In Sicilia, la stagione delle sagre non conosce crisi. Dai borghi dell’entroterra alle piazze delle città, ogni settimana si moltiplicano fiere, rievocazioni storiche, manifestazioni dedicate a prodotti tipici – spesso inventati per l’occasione. Un fiume di denaro pubblico, regionale e soprattutto europeo, scorre verso eventi che promettono di rilanciare l’identità e l’economia del territorio. Ma dietro le quinte di questa festa continua, il palcoscenico cade letteralmente a pezzi.

Basta allontanarsi dai centri per imbattersi in strade dissestate, spesso impraticabili, piene di buche e invase dalle erbacce. Gli ospedali, già provati dalla carenza di personale e di risorse, arrancano tra liste d’attesa infinite e reparti chiusi. L’assistenza sanitaria si regge sull’abnegazione di pochi e sulla fortuna dei pazienti. I trasporti pubblici spesso presentano condizioni inadeguate, con mezzi obsoleti, corse che vengono soppresse e collegamenti poco efficienti. Criticità con pesanti ripercussioni soprattutto su pendolari, studenti e anziani. Il risultato è un accesso più difficile al lavoro, alla scuola e ai servizi essenziali, aggravando il divario tra centro e periferie e compromettendo la qualità della vita.

Eppure, in questo scenario di emergenza civile, le istituzioni non sembrano avere dubbi sulle priorità: milioni di euro vengono stanziati ogni anno per finanziare sagre improbabili, rievocazioni medievali spesso prive di autenticità, trasformate in spettacoli stereotipati e autoreferenziali che poco hanno a che fare con la vera storia e iniziative culturali che spesso non portano alcun beneficio reale alle comunità.

Dietro la retorica della “valorizzazione del territorio” si nasconde spesso un sistema opaco, dove gli eventi diventano vetrine vuote, utili più a distribuire fondi che a creare sviluppo. Secondo diverse inchieste, molti di questi appuntamenti servono a giustificare spese ingenti, che finiscono nelle mani di pochi organizzatori legati a doppio filo alla politica locale. Si promuovono prodotti tipici inesistenti, si inventano tradizioni per accedere a bandi pubblici, si finanziano iniziative che non generano né lavoro stabile né crescita economica.
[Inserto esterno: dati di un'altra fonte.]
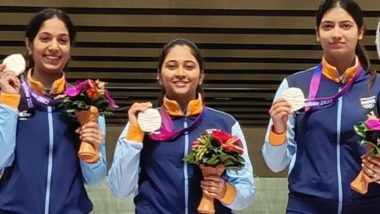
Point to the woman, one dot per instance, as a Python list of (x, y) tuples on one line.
[(319, 145), (153, 170), (38, 142)]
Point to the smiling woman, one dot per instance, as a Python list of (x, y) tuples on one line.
[(150, 165), (38, 148), (320, 145)]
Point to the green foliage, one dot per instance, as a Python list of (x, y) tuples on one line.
[(211, 151)]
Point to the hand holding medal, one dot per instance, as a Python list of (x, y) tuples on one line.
[(15, 63), (11, 67), (295, 97), (149, 120)]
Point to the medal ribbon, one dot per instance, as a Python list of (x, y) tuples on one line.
[(33, 98), (167, 132), (312, 101)]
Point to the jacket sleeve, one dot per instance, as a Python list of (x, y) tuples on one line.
[(96, 172), (241, 180), (124, 173), (8, 126), (278, 157)]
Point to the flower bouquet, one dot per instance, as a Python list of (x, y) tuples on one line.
[(86, 100), (369, 131), (217, 150)]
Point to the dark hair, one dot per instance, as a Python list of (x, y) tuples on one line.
[(194, 51), (46, 14), (352, 8)]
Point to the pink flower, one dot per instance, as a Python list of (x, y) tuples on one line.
[(373, 124), (220, 136)]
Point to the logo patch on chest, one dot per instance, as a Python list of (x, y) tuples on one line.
[(368, 102)]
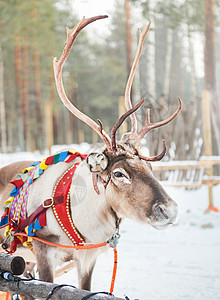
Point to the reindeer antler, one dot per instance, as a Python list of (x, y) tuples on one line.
[(128, 105), (58, 67), (148, 125)]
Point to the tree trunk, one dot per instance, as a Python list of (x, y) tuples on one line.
[(18, 79), (2, 106), (209, 64), (128, 37), (168, 63), (25, 87), (39, 129)]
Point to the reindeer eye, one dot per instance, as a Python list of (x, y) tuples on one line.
[(118, 174)]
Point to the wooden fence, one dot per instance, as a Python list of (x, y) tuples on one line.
[(9, 283), (189, 174)]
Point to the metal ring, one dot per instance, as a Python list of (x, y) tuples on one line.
[(48, 205)]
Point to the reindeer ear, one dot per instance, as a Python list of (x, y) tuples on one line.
[(97, 162)]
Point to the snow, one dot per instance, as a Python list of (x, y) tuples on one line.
[(181, 262)]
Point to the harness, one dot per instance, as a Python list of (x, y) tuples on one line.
[(21, 229), (15, 219)]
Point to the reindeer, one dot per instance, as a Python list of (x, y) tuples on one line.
[(119, 182)]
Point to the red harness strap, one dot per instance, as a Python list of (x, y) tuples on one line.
[(60, 203), (62, 211)]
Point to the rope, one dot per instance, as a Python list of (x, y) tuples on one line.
[(84, 247), (114, 271)]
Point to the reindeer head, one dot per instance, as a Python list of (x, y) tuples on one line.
[(130, 187)]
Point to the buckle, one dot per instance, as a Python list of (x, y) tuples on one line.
[(45, 205)]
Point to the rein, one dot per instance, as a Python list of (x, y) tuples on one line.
[(112, 242)]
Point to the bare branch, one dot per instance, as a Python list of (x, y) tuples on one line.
[(120, 121), (148, 125), (128, 105), (157, 157), (58, 67)]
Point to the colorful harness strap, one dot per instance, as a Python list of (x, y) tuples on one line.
[(14, 218)]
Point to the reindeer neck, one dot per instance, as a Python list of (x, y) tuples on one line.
[(92, 215)]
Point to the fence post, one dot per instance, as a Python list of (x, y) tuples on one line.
[(208, 141)]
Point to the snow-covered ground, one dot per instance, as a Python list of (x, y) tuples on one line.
[(182, 262)]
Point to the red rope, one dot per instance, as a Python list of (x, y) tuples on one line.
[(114, 271), (85, 247)]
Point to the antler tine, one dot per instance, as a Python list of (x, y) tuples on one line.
[(156, 157), (120, 121), (128, 105), (58, 67), (148, 125)]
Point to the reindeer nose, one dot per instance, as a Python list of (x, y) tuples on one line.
[(160, 212)]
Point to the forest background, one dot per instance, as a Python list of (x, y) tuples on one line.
[(180, 58)]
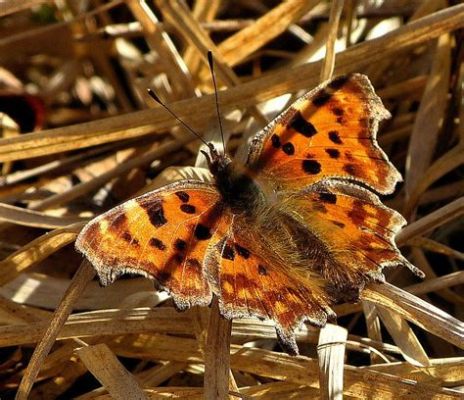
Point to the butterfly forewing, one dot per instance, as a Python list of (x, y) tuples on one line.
[(330, 132), (163, 234)]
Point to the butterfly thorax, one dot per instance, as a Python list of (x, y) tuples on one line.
[(238, 190)]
“La Sicilia non è solo folklore”, denuncia un operatore del terzo settore con il quale ci siamo fatti una bella chiacchierata, “ma la politica preferisce investire nella scenografia piuttosto che riparare le fondamenta. Si finanzia il superfluo per ottenere consenso, mentre i bisogni veri – sanità, istruzione, infrastrutture – restano ignorati”. Un’accusa che trova eco tra i cittadini: “Qui si vive di espedienti, di eventi che non lasciano nulla. Intanto, per un esame medico si aspettano mesi ”.

In questo quadro, la magistratura appare spesso come l’ultimo baluardo contro gli sprechi e le irregolarità. Troppo spesso, è stato dimostrato, queste risorse hanno alimentato circuiti opachi, più utili a garantire consensi che a promuovere cultura. Negli ultimi anni non sono mancati sequestri, indagini e processi su fondi pubblici distratti o mal gestiti. Ma il sistema resiste, alimentato da una cultura clientelare difficile da scardinare e da una politica che ha abdicato al suo ruolo di guida, trasformandosi in macchina del consenso.

La promozione culturale può essere una risorsa straordinaria, ma solo se inserita in una strategia di sviluppo integrato, trasparente e partecipata. Occorre invertire la rotta, puntando su investimenti strutturali, sulla qualità dei servizi, sulla formazione e sull’innovazione. Non bastano le sagre o le sfilate in costume. Serve coraggio politico, programmazione seria e la capacità di ascoltare davvero le esigenze delle comunità.

La Sicilia merita di più di una scenografia effimera. Merita strade sicure, scuole moderne, ospedali e infrastrutture efficienti. Merita una politica capace di guardare oltre il folklore e di investire nel futuro, restituendo dignità e speranza ai suoi cittadini. Fino a quando questo non accadrà, la grande illusione delle sagre continuerà a coprire – ma non a risolvere – il degrado di un territorio straordinario, che aspetta ancora di essere davvero valorizzato.